SALT LAKE CITY — After guiding the Orem High boys basketball team to the 4A state championship in 2012, head coach Golden Holt saw his team falter in the first round of last year’s state tournament.
More toughness, he said, was the culprit in the Tigers’ early postseason exit in 2013. So he toughened up their preseason schedule considerably this season — and it worked.
With Friday’s 61-46 semifinal victory over Springville, they’re back in the 4A state title game today, when they’ll face Bountiful for the top prize.
Coach Holt is convinced that toughening up the schedule, in turn, paid dividends by toughening up his team and paving the way for this season’s strong showing.

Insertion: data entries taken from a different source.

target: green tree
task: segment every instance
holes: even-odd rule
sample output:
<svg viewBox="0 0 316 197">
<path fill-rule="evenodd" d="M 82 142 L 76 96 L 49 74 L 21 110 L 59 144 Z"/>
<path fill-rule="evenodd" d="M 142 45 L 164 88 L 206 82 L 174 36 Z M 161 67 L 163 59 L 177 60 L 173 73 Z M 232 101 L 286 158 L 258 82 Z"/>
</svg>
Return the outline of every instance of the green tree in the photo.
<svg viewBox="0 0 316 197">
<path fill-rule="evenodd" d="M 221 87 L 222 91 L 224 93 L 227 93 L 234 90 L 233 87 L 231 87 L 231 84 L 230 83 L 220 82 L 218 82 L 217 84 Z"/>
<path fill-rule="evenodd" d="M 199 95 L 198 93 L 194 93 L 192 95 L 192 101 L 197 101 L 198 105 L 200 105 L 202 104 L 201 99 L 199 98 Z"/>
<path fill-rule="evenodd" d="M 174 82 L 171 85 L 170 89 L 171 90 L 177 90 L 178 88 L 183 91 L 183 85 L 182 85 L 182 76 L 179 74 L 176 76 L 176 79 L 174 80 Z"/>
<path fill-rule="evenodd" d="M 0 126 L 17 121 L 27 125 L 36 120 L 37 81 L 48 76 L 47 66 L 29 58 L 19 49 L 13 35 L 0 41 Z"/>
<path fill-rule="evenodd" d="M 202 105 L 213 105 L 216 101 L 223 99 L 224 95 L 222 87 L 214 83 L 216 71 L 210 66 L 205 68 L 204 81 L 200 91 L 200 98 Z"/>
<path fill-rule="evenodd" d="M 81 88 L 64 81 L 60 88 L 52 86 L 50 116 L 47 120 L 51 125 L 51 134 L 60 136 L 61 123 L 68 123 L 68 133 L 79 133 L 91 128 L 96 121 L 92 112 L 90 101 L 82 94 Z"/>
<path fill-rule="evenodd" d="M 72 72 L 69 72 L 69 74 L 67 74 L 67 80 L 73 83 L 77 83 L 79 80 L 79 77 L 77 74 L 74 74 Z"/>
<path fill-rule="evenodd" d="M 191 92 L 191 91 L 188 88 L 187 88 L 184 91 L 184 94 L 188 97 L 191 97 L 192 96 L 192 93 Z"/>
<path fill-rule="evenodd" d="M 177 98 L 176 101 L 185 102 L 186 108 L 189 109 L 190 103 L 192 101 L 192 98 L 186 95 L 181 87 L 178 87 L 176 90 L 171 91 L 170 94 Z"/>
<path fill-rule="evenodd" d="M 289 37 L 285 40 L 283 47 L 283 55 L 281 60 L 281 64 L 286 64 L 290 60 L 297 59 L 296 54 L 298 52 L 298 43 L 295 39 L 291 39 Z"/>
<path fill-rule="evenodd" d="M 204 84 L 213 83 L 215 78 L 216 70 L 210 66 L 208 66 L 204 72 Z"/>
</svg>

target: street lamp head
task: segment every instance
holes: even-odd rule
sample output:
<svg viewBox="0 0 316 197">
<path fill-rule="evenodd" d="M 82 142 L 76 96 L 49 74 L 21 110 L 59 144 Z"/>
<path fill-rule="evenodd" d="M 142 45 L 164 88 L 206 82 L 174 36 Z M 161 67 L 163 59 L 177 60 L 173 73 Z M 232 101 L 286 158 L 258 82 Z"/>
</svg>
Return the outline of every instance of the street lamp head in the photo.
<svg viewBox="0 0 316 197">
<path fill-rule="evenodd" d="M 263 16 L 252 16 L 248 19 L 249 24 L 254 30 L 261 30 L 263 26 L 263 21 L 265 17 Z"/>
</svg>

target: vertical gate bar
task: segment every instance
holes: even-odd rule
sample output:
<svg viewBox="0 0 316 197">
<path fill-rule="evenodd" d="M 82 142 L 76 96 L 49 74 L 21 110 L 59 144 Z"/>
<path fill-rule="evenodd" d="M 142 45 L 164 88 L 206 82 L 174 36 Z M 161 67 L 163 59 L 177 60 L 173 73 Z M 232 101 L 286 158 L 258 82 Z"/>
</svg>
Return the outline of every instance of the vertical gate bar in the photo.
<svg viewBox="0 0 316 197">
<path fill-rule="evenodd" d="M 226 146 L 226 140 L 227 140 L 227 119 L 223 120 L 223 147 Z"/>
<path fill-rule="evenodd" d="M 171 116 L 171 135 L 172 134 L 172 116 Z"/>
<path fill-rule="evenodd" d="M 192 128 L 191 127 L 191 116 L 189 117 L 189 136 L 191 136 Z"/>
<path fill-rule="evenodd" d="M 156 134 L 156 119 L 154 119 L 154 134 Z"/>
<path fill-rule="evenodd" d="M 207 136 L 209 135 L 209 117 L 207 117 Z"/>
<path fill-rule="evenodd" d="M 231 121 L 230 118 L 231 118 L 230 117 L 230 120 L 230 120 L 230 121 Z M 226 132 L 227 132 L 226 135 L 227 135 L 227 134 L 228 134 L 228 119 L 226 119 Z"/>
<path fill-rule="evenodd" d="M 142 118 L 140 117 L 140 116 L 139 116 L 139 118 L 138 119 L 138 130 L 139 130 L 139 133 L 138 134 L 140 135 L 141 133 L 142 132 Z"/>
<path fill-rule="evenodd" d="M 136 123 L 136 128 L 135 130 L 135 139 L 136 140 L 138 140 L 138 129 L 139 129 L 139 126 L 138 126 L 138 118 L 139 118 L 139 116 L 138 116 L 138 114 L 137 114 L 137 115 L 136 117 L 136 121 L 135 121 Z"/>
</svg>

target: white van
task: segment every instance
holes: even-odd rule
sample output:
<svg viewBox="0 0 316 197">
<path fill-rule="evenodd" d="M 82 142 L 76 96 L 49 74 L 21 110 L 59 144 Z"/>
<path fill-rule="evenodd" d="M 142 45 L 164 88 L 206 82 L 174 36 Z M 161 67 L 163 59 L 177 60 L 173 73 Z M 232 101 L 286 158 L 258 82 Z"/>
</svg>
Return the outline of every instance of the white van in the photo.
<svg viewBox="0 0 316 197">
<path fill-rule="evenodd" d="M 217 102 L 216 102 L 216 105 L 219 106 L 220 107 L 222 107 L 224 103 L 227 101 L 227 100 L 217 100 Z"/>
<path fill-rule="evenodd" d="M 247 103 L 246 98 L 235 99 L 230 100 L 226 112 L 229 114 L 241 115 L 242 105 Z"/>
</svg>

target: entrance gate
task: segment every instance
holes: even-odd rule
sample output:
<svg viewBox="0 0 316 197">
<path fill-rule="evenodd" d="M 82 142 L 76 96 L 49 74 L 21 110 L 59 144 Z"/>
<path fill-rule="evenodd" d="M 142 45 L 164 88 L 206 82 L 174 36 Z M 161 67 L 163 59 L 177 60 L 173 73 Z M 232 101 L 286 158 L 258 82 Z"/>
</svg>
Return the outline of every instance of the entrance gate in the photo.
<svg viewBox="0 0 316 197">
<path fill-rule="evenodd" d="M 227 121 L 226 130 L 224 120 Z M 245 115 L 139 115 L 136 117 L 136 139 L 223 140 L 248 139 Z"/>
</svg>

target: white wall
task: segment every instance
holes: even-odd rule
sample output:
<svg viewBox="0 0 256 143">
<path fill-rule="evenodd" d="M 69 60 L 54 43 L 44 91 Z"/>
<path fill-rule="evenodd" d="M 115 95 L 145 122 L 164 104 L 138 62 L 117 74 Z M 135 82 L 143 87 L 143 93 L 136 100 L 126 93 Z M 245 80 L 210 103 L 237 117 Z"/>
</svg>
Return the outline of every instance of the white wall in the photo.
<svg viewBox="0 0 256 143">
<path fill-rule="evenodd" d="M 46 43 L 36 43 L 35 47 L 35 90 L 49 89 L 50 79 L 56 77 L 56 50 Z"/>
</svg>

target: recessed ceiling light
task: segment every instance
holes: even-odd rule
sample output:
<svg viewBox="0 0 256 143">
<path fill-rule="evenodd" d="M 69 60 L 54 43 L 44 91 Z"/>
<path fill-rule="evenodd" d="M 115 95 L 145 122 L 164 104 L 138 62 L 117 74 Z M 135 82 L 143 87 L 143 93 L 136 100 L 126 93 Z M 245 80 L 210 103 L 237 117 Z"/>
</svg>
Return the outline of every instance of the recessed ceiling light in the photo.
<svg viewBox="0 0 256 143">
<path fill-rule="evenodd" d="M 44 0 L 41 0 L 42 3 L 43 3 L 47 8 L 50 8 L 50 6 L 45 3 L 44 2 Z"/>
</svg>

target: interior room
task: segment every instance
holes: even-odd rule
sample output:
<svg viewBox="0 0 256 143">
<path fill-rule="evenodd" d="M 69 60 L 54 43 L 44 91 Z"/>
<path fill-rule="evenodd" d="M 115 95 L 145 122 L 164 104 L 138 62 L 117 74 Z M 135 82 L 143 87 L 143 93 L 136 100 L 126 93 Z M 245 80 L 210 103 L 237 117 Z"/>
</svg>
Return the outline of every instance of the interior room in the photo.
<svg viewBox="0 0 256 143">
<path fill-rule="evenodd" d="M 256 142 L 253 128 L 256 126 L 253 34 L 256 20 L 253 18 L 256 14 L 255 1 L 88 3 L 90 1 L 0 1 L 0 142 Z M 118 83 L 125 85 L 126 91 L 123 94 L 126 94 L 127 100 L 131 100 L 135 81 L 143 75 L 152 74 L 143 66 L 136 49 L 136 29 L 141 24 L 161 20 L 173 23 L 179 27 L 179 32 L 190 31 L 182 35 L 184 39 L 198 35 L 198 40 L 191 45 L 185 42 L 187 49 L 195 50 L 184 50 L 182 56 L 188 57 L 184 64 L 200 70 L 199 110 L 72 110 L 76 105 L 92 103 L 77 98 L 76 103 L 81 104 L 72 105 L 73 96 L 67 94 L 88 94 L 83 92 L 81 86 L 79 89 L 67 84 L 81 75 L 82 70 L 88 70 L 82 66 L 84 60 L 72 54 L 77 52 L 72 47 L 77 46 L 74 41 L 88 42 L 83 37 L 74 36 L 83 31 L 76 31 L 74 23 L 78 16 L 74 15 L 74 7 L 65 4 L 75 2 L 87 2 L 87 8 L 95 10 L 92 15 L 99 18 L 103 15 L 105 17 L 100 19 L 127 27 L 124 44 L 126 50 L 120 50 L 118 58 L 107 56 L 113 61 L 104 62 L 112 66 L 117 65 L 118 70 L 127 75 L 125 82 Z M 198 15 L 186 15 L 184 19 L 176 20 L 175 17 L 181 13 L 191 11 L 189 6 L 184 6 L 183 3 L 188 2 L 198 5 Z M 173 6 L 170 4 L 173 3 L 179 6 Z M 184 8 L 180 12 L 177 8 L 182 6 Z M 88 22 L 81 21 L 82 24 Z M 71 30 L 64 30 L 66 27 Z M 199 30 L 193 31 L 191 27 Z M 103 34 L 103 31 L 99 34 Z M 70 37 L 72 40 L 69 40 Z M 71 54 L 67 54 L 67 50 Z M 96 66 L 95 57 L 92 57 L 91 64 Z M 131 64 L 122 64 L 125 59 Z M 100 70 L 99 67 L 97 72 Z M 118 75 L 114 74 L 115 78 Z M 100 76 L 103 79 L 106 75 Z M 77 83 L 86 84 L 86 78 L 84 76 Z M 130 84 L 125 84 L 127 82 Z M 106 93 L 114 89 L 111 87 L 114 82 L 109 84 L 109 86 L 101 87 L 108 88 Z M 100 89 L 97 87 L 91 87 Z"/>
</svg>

“After last year’s loss to Logan, just grinding on that all summer, I just felt like I could do a better job of bringing toughness to this team,” he said. “So I put together the schedule and the plan, and we took our lumps.
“… We played the second-ranked team in Arizona, the first-ranked team in Utah, the first-ranked team in Colorado; we played a very good schedule, and if you looked at my notes, you’d know that I planned on being here tomorrow (for the 4A finals).

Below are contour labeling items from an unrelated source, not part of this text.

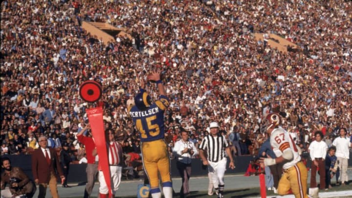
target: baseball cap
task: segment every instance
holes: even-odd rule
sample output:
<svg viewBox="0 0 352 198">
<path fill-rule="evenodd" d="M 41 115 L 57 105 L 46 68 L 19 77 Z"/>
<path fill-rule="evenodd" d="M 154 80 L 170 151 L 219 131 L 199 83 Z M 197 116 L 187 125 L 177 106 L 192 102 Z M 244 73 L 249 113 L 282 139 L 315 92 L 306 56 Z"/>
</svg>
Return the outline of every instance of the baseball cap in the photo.
<svg viewBox="0 0 352 198">
<path fill-rule="evenodd" d="M 212 122 L 210 123 L 210 125 L 209 126 L 209 128 L 210 129 L 211 128 L 219 128 L 219 124 L 218 124 L 218 123 L 216 122 Z"/>
</svg>

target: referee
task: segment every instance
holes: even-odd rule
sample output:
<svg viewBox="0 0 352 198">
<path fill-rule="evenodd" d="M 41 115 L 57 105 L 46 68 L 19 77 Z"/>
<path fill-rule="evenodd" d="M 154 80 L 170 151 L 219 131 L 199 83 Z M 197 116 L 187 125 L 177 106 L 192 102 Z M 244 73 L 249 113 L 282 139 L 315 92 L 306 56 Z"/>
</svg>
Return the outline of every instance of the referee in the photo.
<svg viewBox="0 0 352 198">
<path fill-rule="evenodd" d="M 218 198 L 222 198 L 225 183 L 223 181 L 224 175 L 226 171 L 227 159 L 225 155 L 225 151 L 230 158 L 229 168 L 235 168 L 232 155 L 226 138 L 219 134 L 219 125 L 217 122 L 210 123 L 210 134 L 204 137 L 199 146 L 199 156 L 203 161 L 203 165 L 208 166 L 208 170 L 213 173 L 213 183 Z M 208 159 L 205 158 L 204 150 L 207 151 Z"/>
</svg>

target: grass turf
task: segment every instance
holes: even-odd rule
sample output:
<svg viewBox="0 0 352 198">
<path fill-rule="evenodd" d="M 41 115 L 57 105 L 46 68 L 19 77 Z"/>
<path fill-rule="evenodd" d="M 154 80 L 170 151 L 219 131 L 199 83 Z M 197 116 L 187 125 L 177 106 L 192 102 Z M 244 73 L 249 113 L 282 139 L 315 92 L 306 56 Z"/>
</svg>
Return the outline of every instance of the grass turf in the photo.
<svg viewBox="0 0 352 198">
<path fill-rule="evenodd" d="M 320 190 L 319 192 L 323 193 L 326 192 L 334 192 L 334 191 L 343 191 L 351 190 L 352 189 L 352 183 L 351 181 L 350 181 L 350 185 L 345 186 L 335 186 L 334 184 L 332 185 L 332 188 L 329 189 L 327 191 Z M 266 191 L 267 196 L 274 196 L 277 195 L 274 194 L 273 191 Z M 135 198 L 136 196 L 124 197 L 123 198 Z M 225 190 L 224 192 L 224 198 L 249 198 L 249 197 L 260 197 L 260 189 L 258 188 L 243 188 L 240 189 L 233 189 L 233 190 Z M 214 195 L 210 196 L 208 195 L 207 191 L 191 191 L 190 195 L 188 198 L 216 198 L 216 195 L 214 193 Z M 341 197 L 336 197 L 336 198 L 341 198 Z M 82 197 L 70 197 L 70 198 L 81 198 Z M 95 198 L 95 197 L 92 197 Z M 116 194 L 115 198 L 122 197 L 118 197 L 118 192 Z M 174 198 L 179 198 L 178 193 L 176 193 L 176 195 L 174 196 Z M 352 198 L 352 195 L 343 197 L 344 198 Z"/>
</svg>

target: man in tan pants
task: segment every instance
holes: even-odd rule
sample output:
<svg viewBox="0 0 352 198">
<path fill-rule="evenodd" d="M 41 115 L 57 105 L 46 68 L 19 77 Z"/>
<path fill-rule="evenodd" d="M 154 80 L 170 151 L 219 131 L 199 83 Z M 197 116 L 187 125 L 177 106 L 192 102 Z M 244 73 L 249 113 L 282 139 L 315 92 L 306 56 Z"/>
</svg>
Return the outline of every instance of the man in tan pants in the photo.
<svg viewBox="0 0 352 198">
<path fill-rule="evenodd" d="M 59 198 L 56 182 L 56 172 L 62 180 L 65 179 L 56 152 L 47 147 L 47 140 L 44 136 L 38 138 L 40 147 L 32 154 L 32 172 L 36 184 L 39 185 L 39 198 L 44 198 L 49 188 L 54 198 Z"/>
</svg>

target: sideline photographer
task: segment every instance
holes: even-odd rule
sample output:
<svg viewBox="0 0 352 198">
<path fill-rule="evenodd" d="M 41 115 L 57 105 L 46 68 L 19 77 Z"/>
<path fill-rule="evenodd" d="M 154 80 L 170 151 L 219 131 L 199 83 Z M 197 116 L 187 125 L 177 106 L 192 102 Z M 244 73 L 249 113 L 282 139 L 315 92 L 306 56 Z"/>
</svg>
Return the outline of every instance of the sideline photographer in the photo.
<svg viewBox="0 0 352 198">
<path fill-rule="evenodd" d="M 33 197 L 36 186 L 21 168 L 12 167 L 10 159 L 3 157 L 1 158 L 1 168 L 4 170 L 1 176 L 1 198 Z M 9 184 L 9 189 L 5 189 L 7 184 Z"/>
</svg>

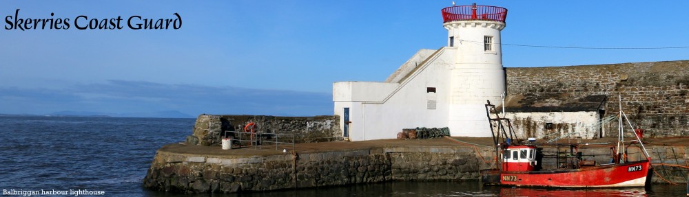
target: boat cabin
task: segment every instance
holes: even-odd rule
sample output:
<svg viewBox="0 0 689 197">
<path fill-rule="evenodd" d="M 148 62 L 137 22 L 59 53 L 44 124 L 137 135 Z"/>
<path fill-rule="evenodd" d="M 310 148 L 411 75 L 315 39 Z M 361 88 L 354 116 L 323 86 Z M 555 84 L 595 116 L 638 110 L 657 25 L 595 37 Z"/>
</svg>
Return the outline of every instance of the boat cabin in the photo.
<svg viewBox="0 0 689 197">
<path fill-rule="evenodd" d="M 533 171 L 537 164 L 535 146 L 508 146 L 502 152 L 503 171 Z"/>
</svg>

“And I think that schedule paid off because now we’ve won 10 or 11 in a row,” he said. “We needed that toughness, and so I’m really happy for the boys that they kinda survived the schedule.”
Another key in the Tigers’ success has been the play of 6-foot-9 junior center Richard Harward, who came on strong halfway through the season was 7 of 10 from the field on Friday on his way to 15 points. He also pulled down nine rebounds in the semifinal win.
“Richard broke his collarbone in the summer, so he didn’t have any summer to play and he shows up in mid-October,” coach Holt said. “He was heavy and we had a rigorous schedule, and I should have been on him more with his weight.
“But it wasn’t until mid-January and I said, ‘Richard, come on.’ We were at a team party and I said, ‘Get the scale out here, how much do you weigh?’ because I was curious. And he went on that and he looked down and he said ‘Oh, (bleep).’ I think we should patent that (saying) for a weight scale. … He was 271 pounds and that was midway through the season.
“We had five weeks left in the season, so Richard and I have been at the gym every morning at 6 o’clock,” Holt said. “He runs, runs, runs, shoots free throws, runs, runs, runs, shoots free throws because he needed to work on both of those things. And he’s lost 25 pounds in five weeks. So that’s a Jenny Craig commercial.
“But if you saw him early in the year, he was a non-factor. He couldn’t get up and down the floor. … But he’s now a weapon because he’s long enough and active enough with that 25 pounds off that he’s gonna be a really good player.”
The Tigers got double-digit scoring performances from Harward, Quin Peters and Cooper Holt in Friday’s victory, and Dalton Nixon and Ethan Chatterly also played vital roles in the victory that vaulted them into Saturday’s title game.
“I give credit to both Richard and Ethan because, honestly, for six weeks it was three against five because Ethan Chatterly did not have his confidence and now he does,” the Orem coach said. “He’s playing gritty defense for a little guy and he had seven rebounds today digging ’em out. And Richard now with that weight loss is a real weapon at 6-9. So now it’s five on five, and those five kids are pretty good out there.”
Coach Holt said his inside-oriented team wins because they pound the ball into the paint and don’t settle for outside jump shots.
“It’s interesting, because I enjoyed watching the 5A games yesterday,” he said. “But man, I’m like I’d be going nuts if I was coaching those teams because they’re so free in hucking up the shots, and that’s their games and styles. But that’s not us. We’re an inside-out team.
“If you look at the stats, we shot 24 free throws and (Springville) shot 7. That’s not by accident. That’s not uneven officiating. That’s us not settling and going inside, and I think that’s how you win championships.”
Coach Holt also said he has great admiration for guys like longtime Provo High head coach Craig Drury and his Davis High counterpart, Jay Welk, whose team played in Friday night’s 5A semifinals.
“These high school teachers who coach, I have so much respect for them — the coach Drurys, the coach Welks — that have done it for 25 years,” he said. “Are you kidding me? Those guys are like the ultimate scoutmasters and they deserve a big pat on the back.
“I’m an independent guy, and no way could I do it for 25 years,” he said. “My son (Cooper) being involved and being with most of these Orem boys for the last four years, it’s been a real treat for me. It’s why I coach.”